Final outcome after suturing
Results
In this study 30 patients were included. Among them 24 were males and 6 were females. Mean age was 24 years (range 15–29 years). Of the 30 patients, 14 had primary disease, 6 had recurrent disease, and 10 came up after having previous incision and drainage for abscess.
All patients came with pilonidal sinus, from January 2009, were assessed for its severity and investigated, and then they underwent Limberg flap surgery under spinal anesthesia. Postoperatively patient made to lie on sides, then made them ambulant after first postoperative day, with drain in situ. The patient received antibiotics and regular dressing of the wound. Drain was removed approximately on the second postoperative day, following which the patient got discharged with advice of not to pressure for 3 weeks. Sutures were removed during follow-up around 10th day. All patients are followed up initially 2 weekly interval, then bimonthly for next 1 year. Two female patients had complications—one had flap necrosis and the other had persistent serous discharge from the wound. It took 3 weeks to heal completely with diligent dressing and usage of antibiotics. Three patients had flap edema, which resolved by 10 days. One had persistent discharge at the tip which took 4 weeks to settle down, since he was HbsAg positive and had two surgeries before. All other patients wound healed nicely with minimal scarring, with very less postoperative pain, with no recurrence so far. None needed readmission due to pilonidal sinus, and most patients returned to work after 3 weeks.
Discussion
Sacrococcygeal pilonidal sinus is blind epithelial tract situated in the skin of the natal cleft, close to anal verge, generally containing hair. The etiology is matter of debate; initially congenital origin was thought of which is now given up. Main causes for the formation of this sinus are hirsuitism, sweating in the area, repeated maceration due to trauma, leading to breakage of the skin barrier, attracting hair inside which initiates a foreign body reaction leading to infection with abscess or sinus formation.

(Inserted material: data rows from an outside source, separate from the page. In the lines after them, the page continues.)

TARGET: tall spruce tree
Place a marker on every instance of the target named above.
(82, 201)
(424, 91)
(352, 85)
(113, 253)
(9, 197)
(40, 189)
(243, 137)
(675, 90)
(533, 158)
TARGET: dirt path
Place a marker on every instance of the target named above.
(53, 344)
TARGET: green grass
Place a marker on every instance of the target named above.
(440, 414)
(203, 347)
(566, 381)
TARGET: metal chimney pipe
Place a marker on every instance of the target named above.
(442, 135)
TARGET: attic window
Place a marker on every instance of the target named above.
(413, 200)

Surgical treatment for this sinus is by the way of excision of the diseased tissue down to the sacrococcygeal fascia, but the next step of what to do with defect is a matter of concern. In this regard, one has to take into account of patient compliance, postoperative pain, infection and recurrence rates, hospital stay, frequent wound dressings, and cosmetic outlook with preservation of the bottom.
Reconstruction of the defect with Limberg flap has many advantages as it is easy to perform and design, and it flattens the natal cleft with large vascularized pedicle, sutured without tension. This in turn maintains good hygiene, reducing the friction, preventing maceration, and avoiding scar in the midline. This flap procedure found better than simple excision and closure, marsupialization [13, 14], other flap procedures such as bescom and Karydakis [17, 22]. Several series reported recently about the usefulness of this flap in treatment for sacrococcygeal pilonidal sinus have been comparable with our series in terms of complications and recurrences. Katsoulis had 25 patients, with 16 of them having complications with no recurrences [18]. Aslam had 110 patients, with 5 of them having complications and 1 recurrence [19]. Mentes and Urhan were other studies [20, 21]. In our series we had two complex wound infections, three minor flap edemas, and one flap tip discharge—all healed in due time. No recurrence was reported so far.
Conclusions
Sacrococcygeal pilonidal sinus is headache to both the patient and the treating physician because of its repeated infection, persistent pain with discharge, and high recurrence rates with regular procedures. Following Limberg flap reconstruction after excision of the pilonidal sinus, the patient got immense relief from the weeping and smelling bottom without distortion of the contour of the bottom.
The technique is easy to perform in quick time, useful in both primary and recurrent diseases, with very low complication and recurrence rates, which further can be reduced by meticulous skin closure, without skin edge eversion, with a wide flap to obliterate the midline natal cleft.
Other advantages are quick healing time, short hospital stay, and early return to daily life.